What is “legacy data”?  I thought about this because at work we talk about 'legacy data' all the time.  As if the data being stored in the future will be current, and the data stored today is old crufty and undesirable.

Having installed another 120Gb in my machine, I rapidly filled it up with some more legacy DVD data.  Storing the data itself is relatively painless.  A full DVD takes anywhere from 7-20 minutes to archive, depending.  Then there's that extra step of trying to get the subtitles turned into text from their bitmap form.  That takes another manual tedious 20 minutes.

The sad thing is, I'm sure there are other people in the world who are doing this last tedious step, and in the spirit of friendliness, they've probably uploaded the subtitles in text form somewhere.

Sure enough, there is a site that allows you to search for subtitle files: http://www.allsubtitles.exits.ro They have a web interface, and produce a program called “SubsFinder”.  It's a nifty thing because you just type in the title of the movie, what language you want it in, and press 'Go'.  If they have it, you download it, and you're all set.

So, now my process for archiving just became that much easier.  I archive the disk, which doesn't take very long at all.  I do a search on allsubtitles to see if they have the text.  If they do, then I'm done.  If not, then I spend the extra time later to transcode the subtitles to text.
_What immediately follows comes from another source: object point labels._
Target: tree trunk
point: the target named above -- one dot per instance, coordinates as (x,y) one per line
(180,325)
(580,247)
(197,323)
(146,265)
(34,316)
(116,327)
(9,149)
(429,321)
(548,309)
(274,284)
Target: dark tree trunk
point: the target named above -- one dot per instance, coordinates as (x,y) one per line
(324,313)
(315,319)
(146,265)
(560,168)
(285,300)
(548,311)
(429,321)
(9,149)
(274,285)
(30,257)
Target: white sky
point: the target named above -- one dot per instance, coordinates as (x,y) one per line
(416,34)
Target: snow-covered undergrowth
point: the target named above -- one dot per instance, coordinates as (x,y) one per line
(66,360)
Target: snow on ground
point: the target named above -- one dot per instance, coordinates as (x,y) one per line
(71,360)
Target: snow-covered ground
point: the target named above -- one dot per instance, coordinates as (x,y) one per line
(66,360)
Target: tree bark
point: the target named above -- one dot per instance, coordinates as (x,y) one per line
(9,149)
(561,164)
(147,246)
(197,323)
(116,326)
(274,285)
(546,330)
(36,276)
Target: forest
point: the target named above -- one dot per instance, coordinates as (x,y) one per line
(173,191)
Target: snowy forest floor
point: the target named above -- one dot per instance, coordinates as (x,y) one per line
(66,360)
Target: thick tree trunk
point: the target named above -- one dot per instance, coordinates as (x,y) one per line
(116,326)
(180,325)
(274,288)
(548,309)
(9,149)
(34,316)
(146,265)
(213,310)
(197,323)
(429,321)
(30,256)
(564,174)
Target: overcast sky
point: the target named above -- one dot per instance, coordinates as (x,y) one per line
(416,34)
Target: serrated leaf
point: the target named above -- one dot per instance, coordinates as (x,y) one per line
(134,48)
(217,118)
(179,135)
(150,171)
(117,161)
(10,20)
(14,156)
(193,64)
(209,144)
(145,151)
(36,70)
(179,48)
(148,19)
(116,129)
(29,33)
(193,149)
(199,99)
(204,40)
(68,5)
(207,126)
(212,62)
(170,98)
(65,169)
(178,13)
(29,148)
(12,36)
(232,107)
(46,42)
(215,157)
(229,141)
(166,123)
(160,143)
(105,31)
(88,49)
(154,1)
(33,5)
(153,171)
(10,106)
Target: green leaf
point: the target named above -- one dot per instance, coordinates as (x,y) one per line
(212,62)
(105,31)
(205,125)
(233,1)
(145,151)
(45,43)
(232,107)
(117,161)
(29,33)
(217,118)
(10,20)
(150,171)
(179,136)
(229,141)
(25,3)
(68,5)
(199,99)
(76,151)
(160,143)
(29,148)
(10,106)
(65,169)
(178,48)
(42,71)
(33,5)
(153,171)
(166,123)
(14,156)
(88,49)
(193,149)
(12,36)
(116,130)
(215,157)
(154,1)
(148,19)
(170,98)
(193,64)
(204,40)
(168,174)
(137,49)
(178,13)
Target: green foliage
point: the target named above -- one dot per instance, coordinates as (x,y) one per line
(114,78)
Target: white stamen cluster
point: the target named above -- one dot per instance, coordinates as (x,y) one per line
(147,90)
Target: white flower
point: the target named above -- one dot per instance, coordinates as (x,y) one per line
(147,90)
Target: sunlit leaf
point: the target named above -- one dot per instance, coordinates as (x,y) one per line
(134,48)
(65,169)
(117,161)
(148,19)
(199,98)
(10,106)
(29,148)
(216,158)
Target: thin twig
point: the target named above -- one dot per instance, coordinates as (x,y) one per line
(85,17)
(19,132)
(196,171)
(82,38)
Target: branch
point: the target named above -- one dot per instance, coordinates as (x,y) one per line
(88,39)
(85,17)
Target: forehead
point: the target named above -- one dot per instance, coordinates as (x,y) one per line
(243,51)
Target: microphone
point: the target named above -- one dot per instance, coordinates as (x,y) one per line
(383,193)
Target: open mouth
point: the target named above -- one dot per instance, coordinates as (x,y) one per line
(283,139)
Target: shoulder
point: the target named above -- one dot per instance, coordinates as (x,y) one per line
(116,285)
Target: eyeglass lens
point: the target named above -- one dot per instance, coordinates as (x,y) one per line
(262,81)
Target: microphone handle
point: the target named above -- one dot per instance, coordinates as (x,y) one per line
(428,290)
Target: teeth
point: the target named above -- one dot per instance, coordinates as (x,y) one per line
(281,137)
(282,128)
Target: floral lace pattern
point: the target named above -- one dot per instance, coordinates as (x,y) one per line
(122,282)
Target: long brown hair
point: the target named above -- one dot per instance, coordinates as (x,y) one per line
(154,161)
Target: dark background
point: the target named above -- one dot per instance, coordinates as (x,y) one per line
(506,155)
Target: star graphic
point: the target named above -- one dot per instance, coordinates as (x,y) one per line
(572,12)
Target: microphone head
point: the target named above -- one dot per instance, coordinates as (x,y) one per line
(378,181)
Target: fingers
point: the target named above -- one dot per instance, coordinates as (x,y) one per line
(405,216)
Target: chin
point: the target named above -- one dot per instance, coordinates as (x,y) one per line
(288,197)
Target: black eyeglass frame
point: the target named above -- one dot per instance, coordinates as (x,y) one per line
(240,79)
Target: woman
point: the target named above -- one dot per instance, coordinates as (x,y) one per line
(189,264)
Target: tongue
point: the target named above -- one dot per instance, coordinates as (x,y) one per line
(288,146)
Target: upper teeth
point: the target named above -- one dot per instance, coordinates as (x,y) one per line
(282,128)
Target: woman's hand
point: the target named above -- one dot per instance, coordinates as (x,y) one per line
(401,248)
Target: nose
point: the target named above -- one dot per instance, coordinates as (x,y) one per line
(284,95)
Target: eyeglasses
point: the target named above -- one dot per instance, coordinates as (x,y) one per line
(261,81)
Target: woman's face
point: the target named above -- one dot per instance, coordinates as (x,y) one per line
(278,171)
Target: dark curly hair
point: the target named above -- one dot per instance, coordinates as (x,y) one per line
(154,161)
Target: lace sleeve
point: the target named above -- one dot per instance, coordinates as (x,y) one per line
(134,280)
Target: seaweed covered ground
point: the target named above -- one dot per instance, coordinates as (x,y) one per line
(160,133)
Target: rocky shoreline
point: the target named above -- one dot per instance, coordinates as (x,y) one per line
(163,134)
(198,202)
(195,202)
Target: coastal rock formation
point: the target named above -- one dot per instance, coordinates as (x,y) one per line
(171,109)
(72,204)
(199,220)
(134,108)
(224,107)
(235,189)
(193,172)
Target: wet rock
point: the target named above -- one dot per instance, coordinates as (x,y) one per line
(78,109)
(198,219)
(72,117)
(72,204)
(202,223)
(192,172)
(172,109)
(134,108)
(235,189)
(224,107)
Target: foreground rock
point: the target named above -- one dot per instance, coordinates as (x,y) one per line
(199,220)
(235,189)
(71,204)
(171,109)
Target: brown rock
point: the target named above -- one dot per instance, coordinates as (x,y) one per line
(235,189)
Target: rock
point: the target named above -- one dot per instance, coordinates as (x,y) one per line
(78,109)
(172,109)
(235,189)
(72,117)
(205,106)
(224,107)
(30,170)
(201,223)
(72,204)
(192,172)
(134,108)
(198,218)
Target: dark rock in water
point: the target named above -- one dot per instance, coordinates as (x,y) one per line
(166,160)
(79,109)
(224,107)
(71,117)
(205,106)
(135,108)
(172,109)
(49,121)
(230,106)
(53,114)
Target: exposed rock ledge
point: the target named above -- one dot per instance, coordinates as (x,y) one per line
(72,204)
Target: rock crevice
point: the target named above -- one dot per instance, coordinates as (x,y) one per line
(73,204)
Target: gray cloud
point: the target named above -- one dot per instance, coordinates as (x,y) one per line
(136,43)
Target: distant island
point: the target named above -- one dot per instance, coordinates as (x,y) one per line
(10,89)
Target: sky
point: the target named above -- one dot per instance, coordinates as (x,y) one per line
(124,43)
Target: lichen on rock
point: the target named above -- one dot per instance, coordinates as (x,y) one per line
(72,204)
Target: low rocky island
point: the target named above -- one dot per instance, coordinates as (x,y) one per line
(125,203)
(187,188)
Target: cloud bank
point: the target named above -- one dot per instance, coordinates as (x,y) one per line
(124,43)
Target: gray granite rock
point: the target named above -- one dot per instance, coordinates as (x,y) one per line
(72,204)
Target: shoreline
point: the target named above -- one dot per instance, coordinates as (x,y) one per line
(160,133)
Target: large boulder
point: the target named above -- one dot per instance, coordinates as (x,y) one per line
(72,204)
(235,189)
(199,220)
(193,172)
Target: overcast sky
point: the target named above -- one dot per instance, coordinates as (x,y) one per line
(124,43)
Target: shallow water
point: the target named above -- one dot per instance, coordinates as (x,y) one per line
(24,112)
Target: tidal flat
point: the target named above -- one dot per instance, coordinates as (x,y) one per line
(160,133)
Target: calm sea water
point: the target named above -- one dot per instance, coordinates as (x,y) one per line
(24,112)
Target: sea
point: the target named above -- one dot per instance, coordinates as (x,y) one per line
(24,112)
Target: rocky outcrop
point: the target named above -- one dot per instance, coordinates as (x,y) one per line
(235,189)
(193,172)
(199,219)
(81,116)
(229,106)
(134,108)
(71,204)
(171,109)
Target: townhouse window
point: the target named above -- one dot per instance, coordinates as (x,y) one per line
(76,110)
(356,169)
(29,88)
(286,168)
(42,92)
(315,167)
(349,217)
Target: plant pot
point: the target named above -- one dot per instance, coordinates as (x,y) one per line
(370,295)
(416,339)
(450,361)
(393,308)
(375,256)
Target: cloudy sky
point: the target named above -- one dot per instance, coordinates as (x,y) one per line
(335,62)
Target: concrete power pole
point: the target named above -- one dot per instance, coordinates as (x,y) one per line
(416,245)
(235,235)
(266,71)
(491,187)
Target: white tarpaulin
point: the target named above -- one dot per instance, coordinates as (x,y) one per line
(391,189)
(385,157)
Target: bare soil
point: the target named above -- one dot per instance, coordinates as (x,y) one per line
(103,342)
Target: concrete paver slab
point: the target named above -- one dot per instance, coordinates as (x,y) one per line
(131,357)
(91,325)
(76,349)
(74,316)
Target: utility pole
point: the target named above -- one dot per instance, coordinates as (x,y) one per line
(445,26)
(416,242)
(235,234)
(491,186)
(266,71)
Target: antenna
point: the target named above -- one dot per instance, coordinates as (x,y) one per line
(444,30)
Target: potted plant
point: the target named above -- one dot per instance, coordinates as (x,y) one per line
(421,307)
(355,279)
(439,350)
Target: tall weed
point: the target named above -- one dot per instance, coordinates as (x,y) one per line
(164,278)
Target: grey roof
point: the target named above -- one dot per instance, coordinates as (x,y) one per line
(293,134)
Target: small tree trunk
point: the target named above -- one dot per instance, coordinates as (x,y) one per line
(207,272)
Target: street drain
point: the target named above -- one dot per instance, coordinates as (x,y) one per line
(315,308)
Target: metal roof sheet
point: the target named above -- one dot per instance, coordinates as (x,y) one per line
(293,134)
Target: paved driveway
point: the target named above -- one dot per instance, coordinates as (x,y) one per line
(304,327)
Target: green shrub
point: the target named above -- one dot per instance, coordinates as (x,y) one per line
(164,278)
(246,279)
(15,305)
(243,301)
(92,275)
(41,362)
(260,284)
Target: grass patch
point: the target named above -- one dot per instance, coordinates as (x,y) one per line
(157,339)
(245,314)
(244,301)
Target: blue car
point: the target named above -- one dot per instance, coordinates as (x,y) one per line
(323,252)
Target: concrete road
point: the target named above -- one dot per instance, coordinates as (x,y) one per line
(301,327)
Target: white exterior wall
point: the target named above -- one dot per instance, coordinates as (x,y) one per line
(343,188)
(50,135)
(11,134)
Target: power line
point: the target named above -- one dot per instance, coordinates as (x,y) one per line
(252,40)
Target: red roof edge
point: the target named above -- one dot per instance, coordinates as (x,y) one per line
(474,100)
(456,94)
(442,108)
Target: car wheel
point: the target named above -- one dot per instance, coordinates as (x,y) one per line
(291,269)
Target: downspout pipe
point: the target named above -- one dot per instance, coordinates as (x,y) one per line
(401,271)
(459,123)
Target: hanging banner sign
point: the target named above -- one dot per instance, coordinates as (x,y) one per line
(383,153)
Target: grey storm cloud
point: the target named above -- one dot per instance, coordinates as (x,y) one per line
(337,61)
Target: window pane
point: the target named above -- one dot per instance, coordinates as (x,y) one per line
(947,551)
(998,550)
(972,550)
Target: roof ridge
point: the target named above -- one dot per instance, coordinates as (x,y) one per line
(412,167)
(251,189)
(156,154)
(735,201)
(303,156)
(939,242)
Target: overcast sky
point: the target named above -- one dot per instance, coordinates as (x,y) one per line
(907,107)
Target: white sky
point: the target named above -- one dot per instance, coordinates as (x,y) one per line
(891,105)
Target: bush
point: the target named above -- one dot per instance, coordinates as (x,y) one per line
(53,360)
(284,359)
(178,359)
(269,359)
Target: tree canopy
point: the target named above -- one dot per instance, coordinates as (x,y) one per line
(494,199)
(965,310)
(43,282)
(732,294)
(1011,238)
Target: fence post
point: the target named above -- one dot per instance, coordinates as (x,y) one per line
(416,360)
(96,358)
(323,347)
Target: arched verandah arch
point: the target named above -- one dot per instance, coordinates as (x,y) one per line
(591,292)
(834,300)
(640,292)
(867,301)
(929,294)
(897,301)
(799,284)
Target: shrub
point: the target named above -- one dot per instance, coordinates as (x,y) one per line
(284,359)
But, this is all legacy data isn't it?  I mean the disks have already been manufactured.  Certainly it can't be valuable information.  Certainly if it were interesting it would be stored in some database quickly accessible.  Certainly we'd have products available already that would seamlessly integrate this information into our lives showing how pertinant it is to our very existance.

I've come to the conclusion that everything on my hard disk is legacy data.  No sooner do I archive some content, than someone else somewhere on the planet has already done the same exact thing.  Yes, I will have a terabyte of storage, but “my data” won't all be on my machine.  In the future, all the data of the world will be 'my data', and I will be able to access it all through the internet.  I may store some of the vast pool of human knowledge on my machine locally, but realistically, that's just so that it can serve as a local cache for performance reasons.

There's no such thing as legacy data.  There is just data.  Whether it was created long ago, or in the future does not matter.  What matters is I want to get to it in intelligent ways.  I don't want to always move it forward as the 'legacy' label might suggest.  I want to access it as it is, in place, using intelligent tools and agents.

I've archived all my CDs.  I've made it through almost all of my DVDs (I'll need another 100Gb to make it all the way).  Now I'm looking at buying a high resolution scanner to capture my old photo negatives that existed before the dawn of the digital camera age

“Legacy Data” is the world's memory.  Making that memory readily available in relatively easy fashion is going to be very interesting.